Les pouvoirs de contrôle de la CNIL sont aussi renforcés. La CNIL peut effectuer des contrôles en ligne, lui permettant de constater, depuis un ordinateur connecté à Internet, des manquements aux dispositions de la loi Informatique et libertés.

Délais de livraison. Selon le nouvel article L. 138-1 du Code de la consommation, le professionnel doit en principe livrer le bien ou fournir le service à la date ou dans le délai indiqué au consommateur. Les parties peuvent par exception en décider autrement. A défaut, est institué un délai maximal de livraison qui est de 30 jours après la conclusion du contrat. En cas d’inexécution dans les délais prévus, le consommateur peut résoudre le contrat par lettre recommandée avec accusé de réception.

Indications géographiques et protection du nom des collectivités territoriales. Le dispositif de reconnaissance et de protection des indications géographiques est renforcé. Les appellations d’origine peuvent désormais s’appliquer à des produits industriels et artisanaux qui possèdent une qualité déterminée, une réputation ou d’autres caractéristiques qui peuvent être attribuées essentiellement à une origine géographique (article L. 721-2 du code de la propriété intellectuelle). A été mise en place une procédure d’alerte des collectivités et établissements publics de coopération intercommunale leur permettant de s’opposer en amont aux dépôts de marques comportant leur nom.

Action de groupe.
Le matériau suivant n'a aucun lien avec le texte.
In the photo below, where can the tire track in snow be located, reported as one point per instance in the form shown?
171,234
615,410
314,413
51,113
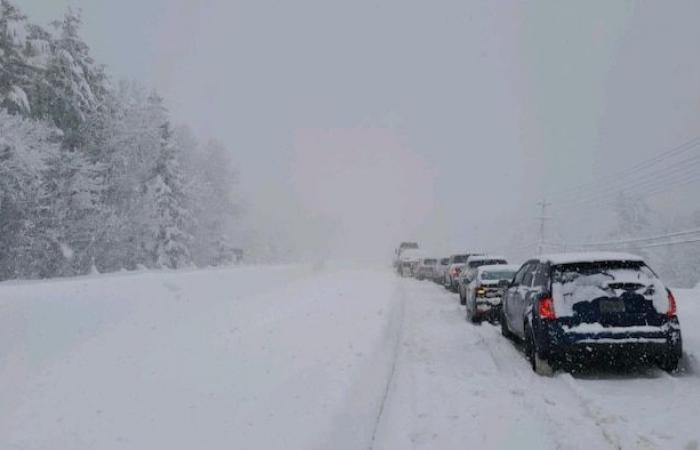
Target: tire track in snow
394,360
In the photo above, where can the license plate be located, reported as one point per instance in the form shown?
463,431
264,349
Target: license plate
611,306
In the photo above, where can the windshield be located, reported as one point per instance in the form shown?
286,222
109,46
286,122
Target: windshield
566,273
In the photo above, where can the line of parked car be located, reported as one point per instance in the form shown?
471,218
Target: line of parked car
568,310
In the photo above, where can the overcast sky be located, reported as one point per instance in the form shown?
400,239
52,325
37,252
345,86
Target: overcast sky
357,124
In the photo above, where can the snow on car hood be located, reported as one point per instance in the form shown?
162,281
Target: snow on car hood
586,288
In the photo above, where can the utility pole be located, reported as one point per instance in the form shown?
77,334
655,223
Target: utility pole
543,220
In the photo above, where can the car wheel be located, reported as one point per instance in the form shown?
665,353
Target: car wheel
473,318
539,365
505,331
669,364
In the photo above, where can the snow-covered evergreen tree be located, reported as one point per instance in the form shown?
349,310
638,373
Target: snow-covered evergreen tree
170,222
92,176
15,74
25,148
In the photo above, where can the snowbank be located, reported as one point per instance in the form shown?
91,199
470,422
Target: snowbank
260,357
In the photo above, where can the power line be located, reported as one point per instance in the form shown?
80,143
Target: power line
643,190
641,180
645,239
677,150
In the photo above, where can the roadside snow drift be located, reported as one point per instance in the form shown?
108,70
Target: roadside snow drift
290,357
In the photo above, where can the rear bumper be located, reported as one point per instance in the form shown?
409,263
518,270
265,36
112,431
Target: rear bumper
560,343
487,306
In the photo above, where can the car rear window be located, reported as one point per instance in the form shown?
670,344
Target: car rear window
498,275
486,262
586,281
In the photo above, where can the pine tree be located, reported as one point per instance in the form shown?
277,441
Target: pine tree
25,147
170,220
15,74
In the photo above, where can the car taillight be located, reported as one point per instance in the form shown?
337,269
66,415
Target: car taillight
671,305
546,309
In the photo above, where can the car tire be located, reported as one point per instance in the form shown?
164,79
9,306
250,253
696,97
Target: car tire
473,318
505,331
669,364
539,365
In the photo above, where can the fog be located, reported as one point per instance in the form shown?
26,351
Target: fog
354,125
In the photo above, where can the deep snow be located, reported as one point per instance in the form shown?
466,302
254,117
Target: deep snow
302,357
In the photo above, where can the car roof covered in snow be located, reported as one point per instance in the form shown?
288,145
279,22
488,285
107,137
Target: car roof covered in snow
499,268
573,258
485,258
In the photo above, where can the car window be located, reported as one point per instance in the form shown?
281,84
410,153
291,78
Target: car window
518,279
529,275
541,278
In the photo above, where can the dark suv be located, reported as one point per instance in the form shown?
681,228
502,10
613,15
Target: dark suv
572,309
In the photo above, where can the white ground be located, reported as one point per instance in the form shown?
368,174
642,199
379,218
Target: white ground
302,358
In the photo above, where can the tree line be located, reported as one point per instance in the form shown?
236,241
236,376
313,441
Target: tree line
94,176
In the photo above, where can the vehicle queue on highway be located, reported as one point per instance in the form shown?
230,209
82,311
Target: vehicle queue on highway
568,310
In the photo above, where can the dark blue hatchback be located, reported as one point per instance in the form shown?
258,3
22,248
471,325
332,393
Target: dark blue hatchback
572,309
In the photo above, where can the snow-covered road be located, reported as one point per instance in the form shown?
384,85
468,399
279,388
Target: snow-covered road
299,357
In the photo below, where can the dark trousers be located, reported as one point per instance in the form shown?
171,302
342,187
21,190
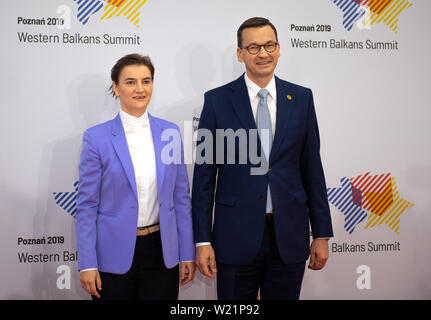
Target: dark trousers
276,280
147,279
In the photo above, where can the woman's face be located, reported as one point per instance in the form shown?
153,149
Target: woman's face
134,88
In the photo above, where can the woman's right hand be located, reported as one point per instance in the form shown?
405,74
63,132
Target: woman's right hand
91,282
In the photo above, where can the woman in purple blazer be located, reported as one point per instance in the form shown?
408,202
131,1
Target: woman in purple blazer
133,223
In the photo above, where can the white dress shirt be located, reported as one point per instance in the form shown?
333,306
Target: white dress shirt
141,148
253,89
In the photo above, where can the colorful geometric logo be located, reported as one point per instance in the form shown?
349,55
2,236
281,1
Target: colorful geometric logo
373,198
111,8
67,200
372,12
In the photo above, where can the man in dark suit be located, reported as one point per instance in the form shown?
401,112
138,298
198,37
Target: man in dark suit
260,238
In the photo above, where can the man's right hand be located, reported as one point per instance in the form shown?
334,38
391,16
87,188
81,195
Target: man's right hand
205,260
90,280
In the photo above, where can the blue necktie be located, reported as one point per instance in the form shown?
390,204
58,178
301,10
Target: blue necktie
263,120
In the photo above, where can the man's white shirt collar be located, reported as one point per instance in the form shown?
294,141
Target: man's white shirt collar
253,89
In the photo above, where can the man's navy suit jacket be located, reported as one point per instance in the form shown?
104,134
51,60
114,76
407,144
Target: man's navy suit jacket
295,177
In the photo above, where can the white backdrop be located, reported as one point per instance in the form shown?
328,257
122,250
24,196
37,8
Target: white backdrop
372,106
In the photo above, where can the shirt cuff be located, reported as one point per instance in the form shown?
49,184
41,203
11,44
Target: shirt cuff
88,269
198,244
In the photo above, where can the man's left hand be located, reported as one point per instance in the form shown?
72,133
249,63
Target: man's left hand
187,271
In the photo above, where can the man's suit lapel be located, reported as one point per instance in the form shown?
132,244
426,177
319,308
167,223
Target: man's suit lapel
119,142
157,141
241,103
284,109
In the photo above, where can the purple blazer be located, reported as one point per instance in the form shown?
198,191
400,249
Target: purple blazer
107,203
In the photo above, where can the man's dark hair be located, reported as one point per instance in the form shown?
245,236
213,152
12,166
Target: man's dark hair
130,60
255,22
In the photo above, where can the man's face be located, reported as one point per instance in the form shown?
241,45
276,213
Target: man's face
261,65
134,89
Selon l’article L. 423-1 du Code de la consommation, « une association de défense des consommateurs représentative au niveau national et agréée en application de l’article L. 411-1 peut agir devant une juridiction civile afin d’obtenir la réparation des préjudices individuels subis par des consommateurs placés dans une situation similaire ou identique et ayant pour cause commune un manquement d’un ou des mêmes professionnels à leurs obligations légales ou contractuelles ».

Sanctions. La loi prévoit des sanctions administratives et pénales. Ainsi, le manquement aux obligations d’information précontractuelle et au démarchage téléphonique peuvent donner lieu à une amende de 3000 euros pour une personne physique et 15000 euros pour une personne morale. Le non-respect du droit de rétractation est administrativement sanctionné par une amende de 15000 euros pour une personne physique et 750000 euros pour une personne morale.

En matière pénale, il faut signaler la création de la peine complémentaire d’interdiction d’exercer l’activité professionnelle ou sociale à l’occasion de laquelle l’infraction a été commise.